= Ted Petok =

American animator

Theodore M. Petok (1917–2010) was an American cartoonist, illustrator, animator and film producer. Joe Petrovich, Len Maxwell, and he won the Academy Award for Best Animated Short Film in 1972 for The Crunch Bird.

==Career==
After graduating from school in 1934, Petok attended an art school in Chicago, but stayed there only six months and then worked as a cartoonist for various New York newspapers. In 1935 he returned to Detroit, where he worked as an advertising artist for a local advertising company. After the end of the Second World War - from 1942 to 1946 he was in the US Army Signal Corps and most recently held the highest rank of captain - Petok opened a studio for advertising graphics in Detroit and specialized in animated advertising.

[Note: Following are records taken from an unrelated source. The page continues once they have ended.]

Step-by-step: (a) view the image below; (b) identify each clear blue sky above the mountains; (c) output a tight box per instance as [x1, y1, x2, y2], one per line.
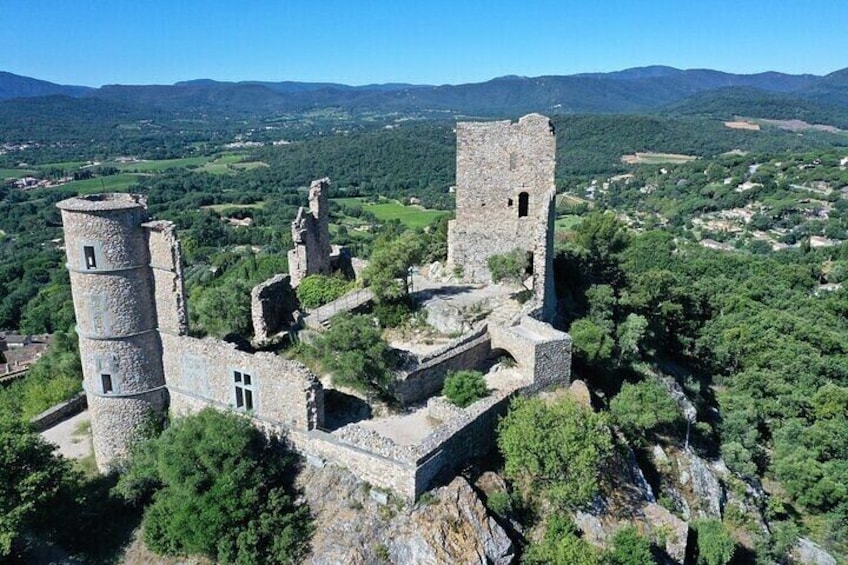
[0, 0, 848, 86]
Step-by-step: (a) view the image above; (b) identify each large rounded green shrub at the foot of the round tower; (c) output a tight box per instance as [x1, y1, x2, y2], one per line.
[116, 409, 312, 563]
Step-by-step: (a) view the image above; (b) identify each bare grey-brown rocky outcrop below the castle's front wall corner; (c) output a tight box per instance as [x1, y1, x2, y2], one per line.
[298, 466, 515, 565]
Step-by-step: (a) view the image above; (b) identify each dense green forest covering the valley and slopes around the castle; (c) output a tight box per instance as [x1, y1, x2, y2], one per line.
[0, 96, 848, 563]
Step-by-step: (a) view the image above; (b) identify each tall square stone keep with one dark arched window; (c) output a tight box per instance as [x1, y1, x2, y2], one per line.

Petok soon turned completely to animation, initially working at Earl Klein's animation studio, Animation Inc., and eventually joining Ernest Pintoff's Pintoff Studios. In 1969, Petok founded his own animation film studio, Ted Petok Studios, which he renamed Crunch Bird Studios in 1971. He concentrated on traditional hand-drawn animation and, in addition to commercials, also made humorous short cartoons.

Together with Len Maxwell (dubbing) and Joe Petrovich (animation) they created the three-minute animated film The Crunch Bird, which Petok submitted to the Oscar competition as a producer on the advice of a cinema operator from Detroit. The film won the 1971 Academy Award for Best Animated Short Film. In 1975, Crunch Bird II was made as a sequel; In 1981 numerous other short films about the Crunch Bird were released.
Petok produced and animated over two dozen cartoons, created animations for Sesame Street and The Electric Company, and numerous commercials. In 1989 he gave the Crunch Bird Studios to his eldest son.

==Filmography==
- 1971: The Crunch Bird
- 1974: The Mad Baker
- 1975: Crunch Bird II
- 1975: Yeecch
- 1975: Stash
- 1976: The Golfer
- 1981: Yetta the Yenta
- 1981: The Geneticist
- 1981: The Hospital
- 1981: Parrot
- 1981: Charm School
- 1981: You Dirty Bird
- 1981: The Execution
- 1981: The Guru
- 1981: Indians
- 1981: Kink Konk
- 1981: Love
- 1981: Missing You
- 1981: Pet Shop
- 1981: Pollution
- 1981: The Psychiatrist
- 1981: Little Red Riding Hood
- 1981: The Russians
- 1981: Talking Bird
- 1981: Zoo

==Bibliography==
- Theodore (Ted) Petok. In: Jeff Lenburg: Who's who in animated cartoons. Applause, New York 2006, pp. 284–285.
- Joe Rossiter: Ted Petok: Cartoonist won Oscar in '71 for short film. In: Detroit Free Press April 22, 2010, p. 17.